Just so. While this episode also brings the importance of good FX into focus and spends some time focusing on computer animation as art, not merely a conveyor of explosions and dinosaurs, we see more about why The Mandalorian succeeds where the sequels fail.
This is about a man seeking redemption and his exploration of the role of father.
“It’s not all the things we dress Star Wars in,” Filoni points out. He perceives, correctly, that these are not films about space wizards and laser-blasting spaceships. They are a medium through which we pass on the importance of the upending of evil with persistent goodness.
This understanding was largely what was missing from the fractured sequels, and, to a somewhat lesser extent, the prequels.
Whatever emotional substance their stories contain are provided by the original trilogy.
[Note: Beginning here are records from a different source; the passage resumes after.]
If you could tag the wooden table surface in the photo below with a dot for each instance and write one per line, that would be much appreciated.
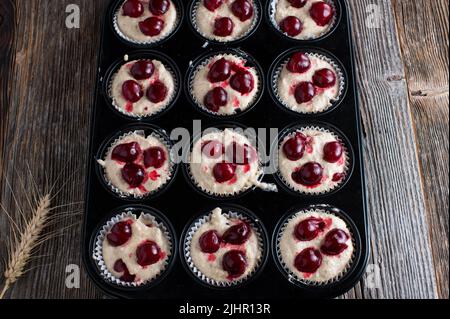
(47, 76)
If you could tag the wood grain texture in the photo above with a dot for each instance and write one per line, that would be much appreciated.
(424, 43)
(46, 124)
(396, 201)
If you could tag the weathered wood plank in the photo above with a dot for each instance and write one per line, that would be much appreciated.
(47, 126)
(400, 236)
(424, 42)
(43, 111)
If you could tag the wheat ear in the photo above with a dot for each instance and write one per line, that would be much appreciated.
(29, 239)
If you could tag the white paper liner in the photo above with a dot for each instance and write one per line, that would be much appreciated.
(97, 254)
(150, 42)
(170, 99)
(255, 183)
(205, 63)
(347, 165)
(256, 17)
(272, 11)
(194, 228)
(339, 73)
(171, 171)
(292, 277)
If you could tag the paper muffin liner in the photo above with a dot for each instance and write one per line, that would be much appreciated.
(273, 9)
(171, 170)
(339, 73)
(347, 166)
(251, 29)
(170, 99)
(149, 42)
(97, 254)
(212, 282)
(292, 277)
(203, 64)
(257, 183)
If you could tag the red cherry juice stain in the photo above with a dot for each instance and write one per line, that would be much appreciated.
(129, 107)
(233, 181)
(224, 84)
(142, 189)
(338, 177)
(153, 175)
(236, 102)
(307, 275)
(328, 222)
(292, 89)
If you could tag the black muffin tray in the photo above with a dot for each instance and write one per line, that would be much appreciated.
(180, 203)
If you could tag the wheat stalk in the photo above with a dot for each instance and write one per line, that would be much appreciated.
(29, 240)
(28, 234)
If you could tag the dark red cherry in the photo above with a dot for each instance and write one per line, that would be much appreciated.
(148, 253)
(157, 92)
(132, 91)
(298, 3)
(332, 152)
(210, 242)
(324, 78)
(309, 174)
(133, 174)
(234, 262)
(213, 149)
(304, 92)
(212, 5)
(335, 242)
(309, 229)
(142, 69)
(133, 8)
(151, 26)
(294, 148)
(215, 99)
(120, 233)
(308, 261)
(299, 63)
(121, 267)
(242, 9)
(237, 234)
(224, 172)
(242, 81)
(321, 13)
(126, 153)
(159, 7)
(241, 154)
(338, 177)
(220, 71)
(154, 157)
(292, 26)
(223, 27)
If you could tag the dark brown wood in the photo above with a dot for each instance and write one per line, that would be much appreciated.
(424, 43)
(47, 80)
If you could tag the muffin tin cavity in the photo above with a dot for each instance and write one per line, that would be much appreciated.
(146, 23)
(137, 163)
(225, 83)
(304, 20)
(142, 85)
(225, 222)
(307, 81)
(224, 22)
(127, 170)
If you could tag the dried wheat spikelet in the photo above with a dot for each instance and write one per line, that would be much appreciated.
(27, 234)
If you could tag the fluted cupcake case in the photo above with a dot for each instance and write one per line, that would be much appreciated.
(179, 201)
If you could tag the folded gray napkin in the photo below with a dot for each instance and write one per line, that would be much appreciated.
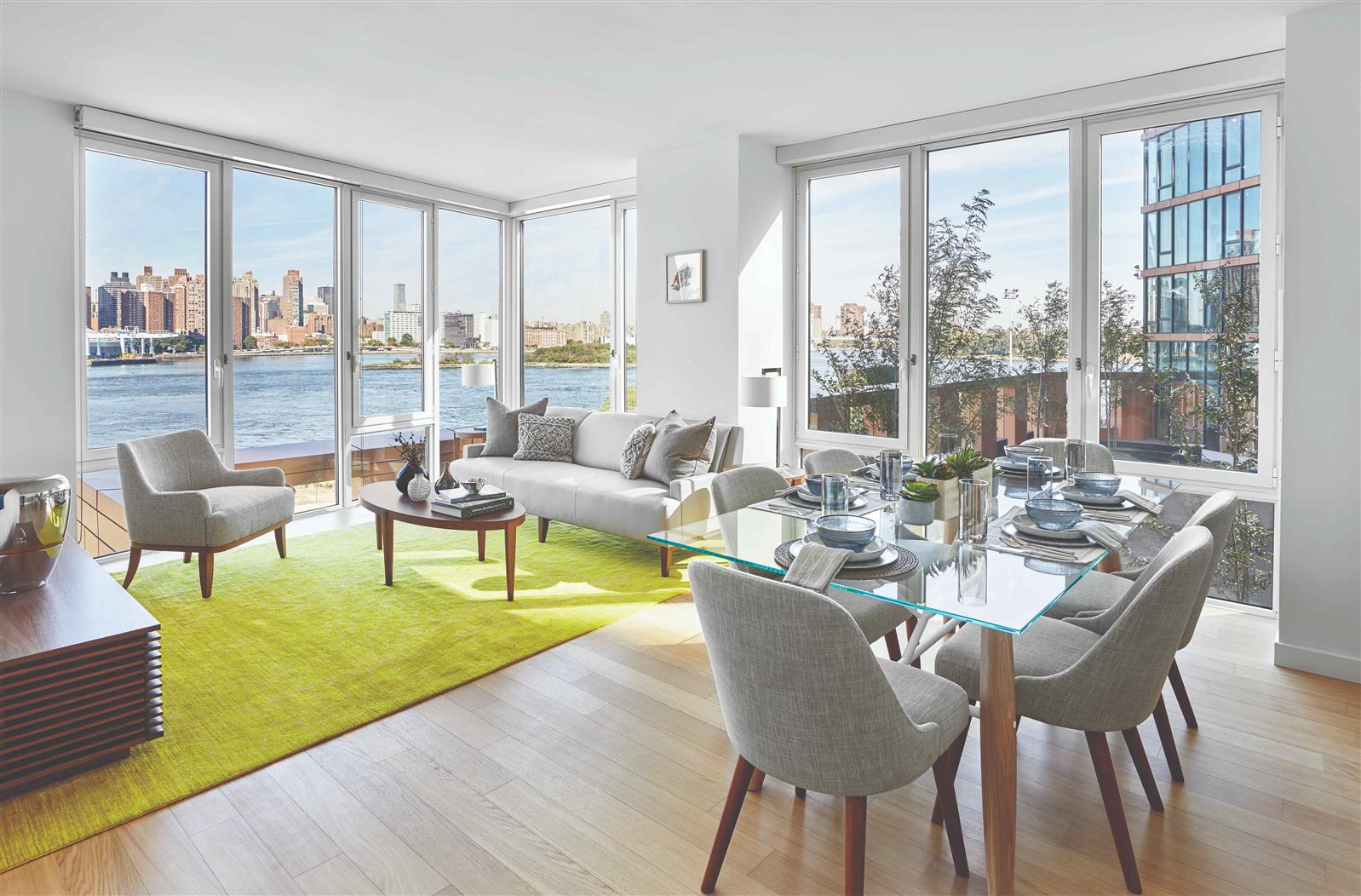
(1140, 502)
(1105, 536)
(816, 566)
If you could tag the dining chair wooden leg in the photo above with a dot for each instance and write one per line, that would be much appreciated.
(856, 809)
(890, 640)
(206, 573)
(1140, 764)
(944, 773)
(1115, 809)
(737, 793)
(956, 755)
(1169, 745)
(1183, 698)
(134, 559)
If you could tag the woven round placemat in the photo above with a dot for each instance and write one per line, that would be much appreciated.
(905, 563)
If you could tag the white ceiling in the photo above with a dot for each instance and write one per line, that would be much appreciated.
(518, 100)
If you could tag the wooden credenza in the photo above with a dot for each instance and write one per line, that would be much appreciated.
(79, 675)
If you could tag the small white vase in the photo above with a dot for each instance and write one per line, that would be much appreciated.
(419, 488)
(916, 512)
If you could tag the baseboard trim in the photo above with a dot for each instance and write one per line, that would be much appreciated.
(1319, 662)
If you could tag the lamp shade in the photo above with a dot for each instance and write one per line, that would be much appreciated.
(762, 391)
(480, 375)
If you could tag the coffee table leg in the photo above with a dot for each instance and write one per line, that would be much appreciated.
(387, 549)
(511, 563)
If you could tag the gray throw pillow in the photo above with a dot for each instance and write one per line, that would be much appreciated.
(504, 429)
(544, 438)
(636, 450)
(680, 451)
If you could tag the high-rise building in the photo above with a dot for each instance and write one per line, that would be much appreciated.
(291, 304)
(1202, 215)
(853, 319)
(457, 330)
(398, 325)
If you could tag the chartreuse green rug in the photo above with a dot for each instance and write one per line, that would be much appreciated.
(289, 652)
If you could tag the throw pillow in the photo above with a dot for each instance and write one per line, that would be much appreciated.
(680, 451)
(544, 439)
(636, 450)
(504, 429)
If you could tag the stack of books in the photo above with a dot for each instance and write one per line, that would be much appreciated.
(462, 504)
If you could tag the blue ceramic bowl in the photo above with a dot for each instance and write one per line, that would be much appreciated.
(846, 530)
(1096, 484)
(1053, 514)
(1019, 454)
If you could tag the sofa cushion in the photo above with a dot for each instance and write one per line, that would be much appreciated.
(548, 488)
(680, 451)
(544, 439)
(600, 438)
(504, 427)
(236, 511)
(491, 468)
(636, 451)
(633, 508)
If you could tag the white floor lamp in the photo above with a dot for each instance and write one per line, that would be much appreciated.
(768, 390)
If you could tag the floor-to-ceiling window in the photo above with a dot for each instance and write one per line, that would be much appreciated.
(146, 320)
(568, 308)
(1113, 278)
(996, 313)
(284, 336)
(853, 296)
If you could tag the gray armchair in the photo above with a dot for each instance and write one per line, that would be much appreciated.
(1105, 675)
(177, 495)
(805, 698)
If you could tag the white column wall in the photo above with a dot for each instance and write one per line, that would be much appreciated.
(1319, 525)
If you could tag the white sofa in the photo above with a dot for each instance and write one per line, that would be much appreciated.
(592, 491)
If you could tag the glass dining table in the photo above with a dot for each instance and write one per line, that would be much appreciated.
(1019, 584)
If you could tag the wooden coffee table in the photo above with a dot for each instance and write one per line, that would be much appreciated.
(388, 504)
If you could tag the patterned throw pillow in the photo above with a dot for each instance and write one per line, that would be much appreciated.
(544, 438)
(636, 450)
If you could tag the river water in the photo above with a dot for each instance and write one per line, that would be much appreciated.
(280, 399)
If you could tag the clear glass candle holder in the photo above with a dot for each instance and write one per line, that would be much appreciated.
(836, 493)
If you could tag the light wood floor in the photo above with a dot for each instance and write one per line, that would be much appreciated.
(602, 764)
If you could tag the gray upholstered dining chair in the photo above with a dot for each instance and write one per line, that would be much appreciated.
(806, 700)
(1099, 457)
(744, 486)
(177, 495)
(1103, 673)
(836, 461)
(1097, 593)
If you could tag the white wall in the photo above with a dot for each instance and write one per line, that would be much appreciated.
(38, 391)
(1320, 518)
(731, 199)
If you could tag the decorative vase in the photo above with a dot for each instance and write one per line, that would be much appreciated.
(916, 512)
(405, 475)
(34, 512)
(419, 486)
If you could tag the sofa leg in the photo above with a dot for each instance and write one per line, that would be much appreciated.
(134, 559)
(206, 573)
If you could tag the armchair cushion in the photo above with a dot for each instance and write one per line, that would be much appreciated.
(237, 511)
Filoni points out, “the son saves the father, the father saves the son. That’s the story of Star Wars.”
And it is also the story of The Mandalorian, but the series doesn’t feel like a soft reboot. It feels like a sweeping adventure tale with something universally human to say, with cute moments and funny moments and fanservice moments but, mostly, meaningful moments.
Filoni expands on his understanding of the original trilogy as essentially a story of father-son atonement by noting that Obi-Wan Kenobi functions as Anakin Skywalker’s brother, not his father.
He says as much (“You were my brother!”) in the final scenes of Episode III, and Filoni points out that Anakin is deeply damaged by this lifelong absence.
And so, in turn, is Mando. Although he has integrated into a family structure as an adopted Mandalorian, the orphaned Mando has shut off emotional connections to other sentient beings, but Baby Yoda captures his softer emotions in a way his other quarry has not.
By going on the run with The Child, Mando abandons all that he has ever known since he himself was orphaned.
In the same way, Luke Skywalker triumphs in Return of the Jedi where he fails in The Empire Strikes Back — he has finally formed a full willingness to sacrifice, but not for himself, or his friends, or power, or even the democratic political system he wants.
I have been thinking about Star Wars for almost three decades, and now it is my job to think about Star Wars, and I have never yet truly grasped what George Lucas meant when he said that “Star Wars is for children.”
It’s… what?
Then explain the arm-chopping and the 55-year-olds at Comic-Con encased entirely in stormtrooper plastic for three solid days.
After Filoni and his co-creators provide their perspective in this episode, I now know what Lucas meant. “This is for the generation that’s coming of age.” This is how we communicate what grounds and joins us as human beings.
And in a world riven by hot social media takes and weapons of mass irony, we do it via a streaming app.
“We don’t just want an action movie,’ Filoni says at one point. “We want something that makes us feel uplifted.”
And we don’t just want something that makes us feel uplifted. We want to experience the ring of ageless truths, of assurance that by the time the credits roll, the good guys are gonna make it.
The Mandalorian is now streaming on Disney Plus.